Barry Gifford has been called a master of the dark side of American reality. He is the author of more than forty works of fiction, nonfiction, and poetry, including Wild at Heart, adapted in film by director David Lynch; Imagining Paradise: New and Selected Poems; Roy’s World, also the title of the documentary film about Gifford; The Boy Who Ran Away to Sea (2022); Writers (expanded ed., 2023); and Ghost Years (2024). In 2006 he was awarded the Christopher Isherwood Foundation Prize for Fiction.

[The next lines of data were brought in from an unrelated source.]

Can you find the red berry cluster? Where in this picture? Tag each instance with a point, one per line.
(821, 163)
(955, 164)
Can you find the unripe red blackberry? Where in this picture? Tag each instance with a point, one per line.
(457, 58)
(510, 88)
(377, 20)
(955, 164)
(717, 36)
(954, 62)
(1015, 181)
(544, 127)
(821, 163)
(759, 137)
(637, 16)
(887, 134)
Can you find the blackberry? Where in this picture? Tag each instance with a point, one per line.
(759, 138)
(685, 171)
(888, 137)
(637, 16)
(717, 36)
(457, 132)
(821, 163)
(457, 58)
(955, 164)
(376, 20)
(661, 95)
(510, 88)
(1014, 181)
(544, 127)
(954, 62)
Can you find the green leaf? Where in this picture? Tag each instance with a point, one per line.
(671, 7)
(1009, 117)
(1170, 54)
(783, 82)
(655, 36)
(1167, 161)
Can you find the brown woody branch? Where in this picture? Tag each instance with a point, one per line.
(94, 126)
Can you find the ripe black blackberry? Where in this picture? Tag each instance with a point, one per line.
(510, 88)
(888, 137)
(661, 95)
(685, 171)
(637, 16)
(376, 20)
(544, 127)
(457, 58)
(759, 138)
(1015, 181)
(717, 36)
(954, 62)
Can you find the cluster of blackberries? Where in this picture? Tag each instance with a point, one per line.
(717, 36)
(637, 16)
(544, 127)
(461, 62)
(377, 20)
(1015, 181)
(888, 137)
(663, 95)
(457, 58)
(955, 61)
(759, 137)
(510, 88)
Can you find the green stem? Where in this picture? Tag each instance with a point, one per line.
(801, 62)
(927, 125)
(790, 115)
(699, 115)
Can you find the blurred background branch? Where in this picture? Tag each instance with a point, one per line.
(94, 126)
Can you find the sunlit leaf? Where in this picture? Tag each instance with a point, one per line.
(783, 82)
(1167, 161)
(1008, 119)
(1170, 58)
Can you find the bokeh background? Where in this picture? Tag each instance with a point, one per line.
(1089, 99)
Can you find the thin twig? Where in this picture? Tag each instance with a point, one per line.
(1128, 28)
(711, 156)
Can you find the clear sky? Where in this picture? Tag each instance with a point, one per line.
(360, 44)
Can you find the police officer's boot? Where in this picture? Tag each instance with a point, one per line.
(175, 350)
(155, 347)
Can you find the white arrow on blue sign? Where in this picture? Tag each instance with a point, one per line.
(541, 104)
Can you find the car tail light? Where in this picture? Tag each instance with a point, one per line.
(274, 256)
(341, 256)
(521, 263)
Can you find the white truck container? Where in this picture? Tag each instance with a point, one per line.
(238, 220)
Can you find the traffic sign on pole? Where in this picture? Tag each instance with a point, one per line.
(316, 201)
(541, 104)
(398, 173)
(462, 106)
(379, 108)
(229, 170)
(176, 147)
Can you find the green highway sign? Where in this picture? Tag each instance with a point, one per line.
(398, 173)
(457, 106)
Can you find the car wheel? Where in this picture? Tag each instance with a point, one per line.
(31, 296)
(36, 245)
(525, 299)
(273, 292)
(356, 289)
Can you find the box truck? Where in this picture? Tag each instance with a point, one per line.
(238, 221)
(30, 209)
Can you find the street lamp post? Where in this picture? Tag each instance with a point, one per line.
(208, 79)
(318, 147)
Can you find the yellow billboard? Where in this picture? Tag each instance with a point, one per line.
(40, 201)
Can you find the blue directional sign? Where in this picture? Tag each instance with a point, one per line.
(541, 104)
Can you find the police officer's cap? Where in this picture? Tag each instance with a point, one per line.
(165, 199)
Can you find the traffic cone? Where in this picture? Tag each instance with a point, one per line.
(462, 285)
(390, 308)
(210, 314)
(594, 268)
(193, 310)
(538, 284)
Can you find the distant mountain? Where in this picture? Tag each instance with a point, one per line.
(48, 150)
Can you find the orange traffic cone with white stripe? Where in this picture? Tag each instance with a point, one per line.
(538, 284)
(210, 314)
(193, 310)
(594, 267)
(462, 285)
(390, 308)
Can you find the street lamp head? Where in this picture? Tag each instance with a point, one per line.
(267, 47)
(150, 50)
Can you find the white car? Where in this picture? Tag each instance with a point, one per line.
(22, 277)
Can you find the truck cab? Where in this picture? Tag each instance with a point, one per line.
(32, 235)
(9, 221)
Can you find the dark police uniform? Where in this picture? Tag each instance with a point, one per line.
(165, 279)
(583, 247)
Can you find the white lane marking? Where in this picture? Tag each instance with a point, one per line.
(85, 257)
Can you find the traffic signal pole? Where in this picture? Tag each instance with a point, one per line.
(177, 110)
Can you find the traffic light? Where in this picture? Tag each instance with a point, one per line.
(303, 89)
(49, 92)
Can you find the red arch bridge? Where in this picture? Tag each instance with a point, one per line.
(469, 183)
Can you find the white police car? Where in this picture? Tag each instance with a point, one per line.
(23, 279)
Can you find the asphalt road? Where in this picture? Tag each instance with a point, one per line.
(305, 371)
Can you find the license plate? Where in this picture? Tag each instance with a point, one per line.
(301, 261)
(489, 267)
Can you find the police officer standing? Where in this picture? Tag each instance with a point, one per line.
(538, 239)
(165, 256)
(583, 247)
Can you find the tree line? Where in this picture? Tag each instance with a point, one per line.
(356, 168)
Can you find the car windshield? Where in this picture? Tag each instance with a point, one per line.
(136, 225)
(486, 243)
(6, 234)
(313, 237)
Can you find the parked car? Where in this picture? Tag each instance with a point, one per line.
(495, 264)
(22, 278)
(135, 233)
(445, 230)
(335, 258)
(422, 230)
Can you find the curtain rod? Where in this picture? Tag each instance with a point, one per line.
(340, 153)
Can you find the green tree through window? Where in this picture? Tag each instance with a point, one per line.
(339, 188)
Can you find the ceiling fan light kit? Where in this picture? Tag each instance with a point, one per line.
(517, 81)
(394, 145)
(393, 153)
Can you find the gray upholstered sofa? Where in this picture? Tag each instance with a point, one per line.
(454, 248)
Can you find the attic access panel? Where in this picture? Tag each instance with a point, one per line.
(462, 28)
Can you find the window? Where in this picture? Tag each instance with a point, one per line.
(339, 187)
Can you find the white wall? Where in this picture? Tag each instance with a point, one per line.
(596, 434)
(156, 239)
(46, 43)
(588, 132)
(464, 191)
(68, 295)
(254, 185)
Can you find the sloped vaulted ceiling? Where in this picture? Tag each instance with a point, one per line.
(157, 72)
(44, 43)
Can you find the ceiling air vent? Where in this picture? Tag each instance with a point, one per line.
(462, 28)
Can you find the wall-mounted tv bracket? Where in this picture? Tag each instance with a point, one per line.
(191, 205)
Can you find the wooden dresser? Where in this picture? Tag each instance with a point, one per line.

Photograph by Tiago Russo Pinto.

The Age of Fable

A Short Short Story

by Barry Gifford

Roy read a story about a tribe of female warriors who interrupted the conflict between the Greeks and the Trojans in their quest for males to assist in the propagation of their race. These women called themselves Amazons and were led by Penthesilea, who, as had the rest of the tribe, severed her right breast in order to more swiftly and easily draw back her bow. The most exciting part of the story, Roy thought, was the Amazon queen’s confrontation with the champion of the Greeks, Achilles, whose ferocity in battle attracted Penthesilea as no man ever had. For the first time she encountered a man she could consider her equal.

The idea of a tribe of brave, vicious, single-breasted women was almost beyond the comprehension of Roy’s eleven-year-old mind. He drew pictures of the Amazons as he imagined them, naked, tall, and lean, their long hair tied back with leather thongs.